Несомненно, его замечания отражали марксистские стереотипы восприятия русской и всемирной истории. Тут и непременное подчеркивание роли народных масс во всех ключевых исторических событиях, и упор на классовый гнет, и показ соратников Петра, в особенности тех, кто, вроде Александра Даниловича Меншикова (1673–1729), по легенде были выходцами из народа. Не забыл председатель Комитета и происки иностранных шпионов, которых в ту пору усиленно вылавливали в СССР и которых требовалось найти и в петровское время. Воплотить в либретто вульгарную марксистскую социально-политическую схему было практически невозможно. Вряд ли и сам Керженцев сколько-нибудь ясно представлял себе как в арии или песне можно показать «дележ власти между правящими классами и группами». По сравнению с первой редакцией, в окончательном тексте П. В. Булгаков смягчил или устранил некоторые моменты, которые могли вызвать цензурные нападки (что, впрочем, либретто не спасло). Так, линия царевича Алексея (1690–1718) сначала была дана с несколько большим сочувствием. Впрочем, и в окончательном тексте этот образ трактовался скорее в духе романа Дмитрия Мережковского (1886–1941) «Петр и Алексей» (1895). Из окончательного текста ушло определение Алексеем Петра «аки зверь, лютый зверь», зато появилась сцена с самострелом царевича. Алексей не выучился черчению и прострелил себе руку, чтобы не чертить чертежи. Ушла целая сцена, в которой царский посланник Петр Андреевич Толстой (1645–1729) выманивал Алексея из Неаполя, а также сцена, когда Петр получает сообщение о смертном приговоре и смерти сына, явно убитого по его приказу. В последней редакции царевич малодушно лжет в лицо отцу, отрицая обвинения в заговоре. В первой редакции после доноса своей любовницы Ефросиньи Алексей, понимая собственную обреченность, бесстрашно бросает царю в лицо правду и проклинает Толстого, обещавшего ему прощение: «О, царь, ты правды добивался? Все правда, что она сказала. Да, смерти я твоей желал и бунта ждал затем, чтобы тебя убили! И все, что сделал ты, я б уничтожил! Ты жаждал правды? Вот она! (Толстому) А ты. Иуда… будь ты проклят и в жизни сей, и в жизни вечной». Как и в окончательном тексте, здесь уже отразился мотив покоя и вечной любви, которых ищут Алексей с Ефросиньей у австрийского императора (цесаря):
«АЛЕКСЕЙ. Там, в чужих странах, мы сыщем покой. Там нас укроет могучий и ласковый цесарь. Там мы грозу переждем!

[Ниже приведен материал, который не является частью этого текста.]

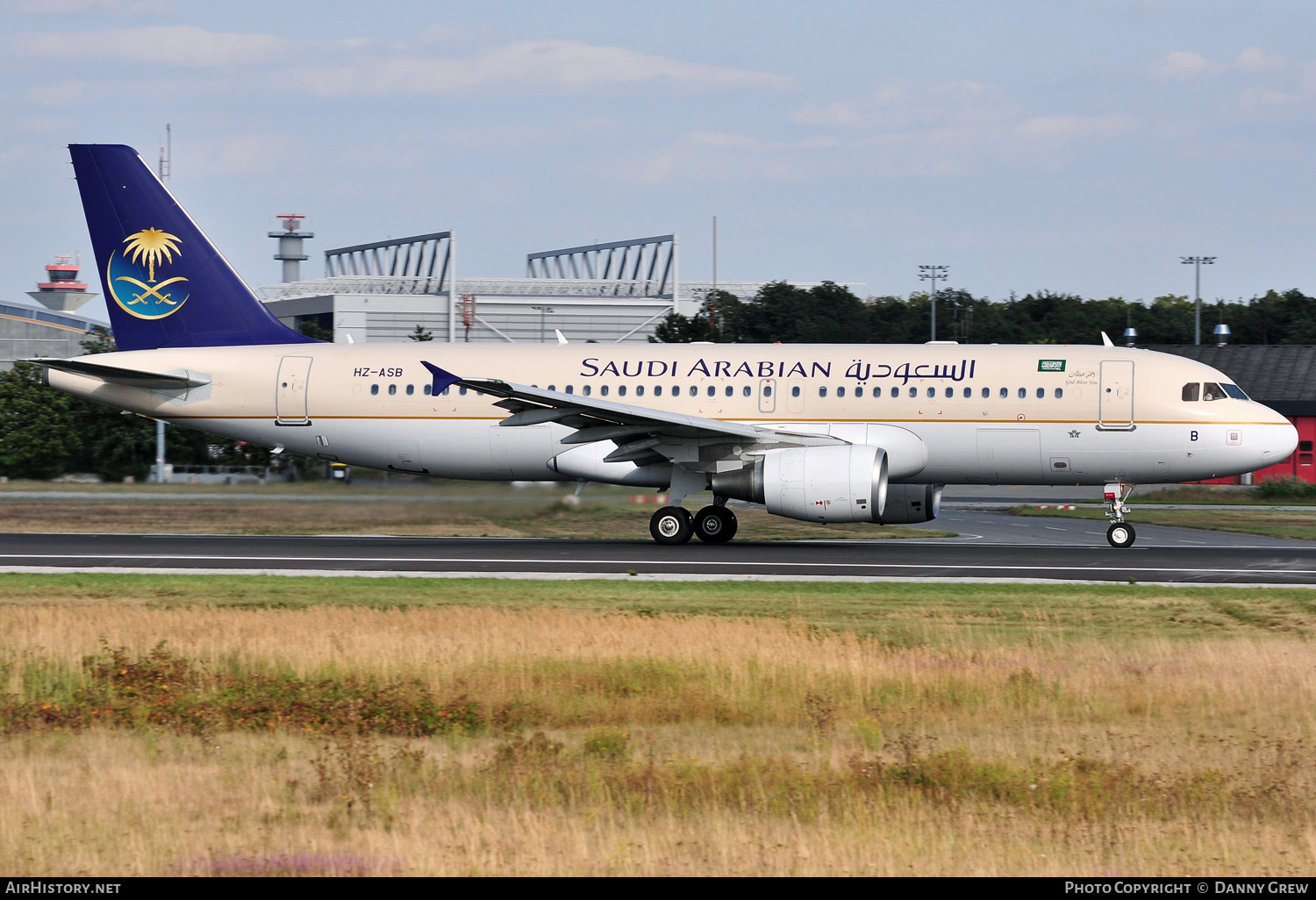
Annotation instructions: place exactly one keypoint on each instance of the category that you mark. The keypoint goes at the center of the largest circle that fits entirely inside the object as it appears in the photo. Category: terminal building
(605, 292)
(49, 328)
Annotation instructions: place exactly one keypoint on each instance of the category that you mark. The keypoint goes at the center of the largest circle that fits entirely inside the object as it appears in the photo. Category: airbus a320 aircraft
(823, 433)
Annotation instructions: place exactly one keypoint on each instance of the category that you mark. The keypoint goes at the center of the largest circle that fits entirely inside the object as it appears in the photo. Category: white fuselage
(1020, 415)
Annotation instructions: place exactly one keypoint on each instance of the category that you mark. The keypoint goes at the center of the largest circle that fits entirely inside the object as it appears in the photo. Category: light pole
(933, 273)
(1197, 262)
(542, 311)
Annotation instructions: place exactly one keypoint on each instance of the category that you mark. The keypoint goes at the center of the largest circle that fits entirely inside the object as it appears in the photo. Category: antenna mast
(166, 161)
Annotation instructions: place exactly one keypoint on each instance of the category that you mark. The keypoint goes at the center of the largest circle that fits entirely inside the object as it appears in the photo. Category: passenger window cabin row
(857, 391)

ЕФРОСИНЬЯ. Там, в чужих странах, стану твоею женою, верной подругой я буду твоей!..
АЛЕКСЕЙ… верной и вечной…
ЕФРОСИНЬЯ… вечной и верной!
АЛЕКСЕЙ. В края чужие, но не на век! Доверься мне, мы жизнь свою спасем… Там сгинут горести, пройдут печали, там ждет нас счастье и покой!..»
В последней редакции Булгаков только заменил «цесаря» (это было нормой в петровские времена) на евангельского «кесаря», сделав слова Алексея более созвучными словам первосвященника Иосифа Каифы в «Мастере и Маргарите» в ответ на угрозы прокуратора Понтия Пилата: «Знает народ иудейский, что ты ненавидишь его лютою ненавистью и много мучений ты ему причинишь, но вовсе ты его не погубишь! Защитит его бог! Услышит нас, услышит всемогущий кесарь, укроет нас от губителя Пилата!» (в этом контексте, если Алексей уподоблялся Каифе, то Петр — прокуратору Иудеи, что также было достаточно двусмысленно). Однако ведущим мотивом для опального царевича тут оставался мотив покоя, счастья и вечной любви, роднящий его и Ефросинью с Мастером и Маргаритой, обретающими покой и вечную любовь в дарованном Воландом последнем приюте. Разница здесь только та, что покой и счастье в чужих краях Алексей, в отличие от Мастера, стремится обрести не навек и монастырскую келью он рассматривает только как временное убежище перед грядущим обретением царской власти. Это в конечном счете, вместе с предательством Ефросиньи, становится причиной его гибели.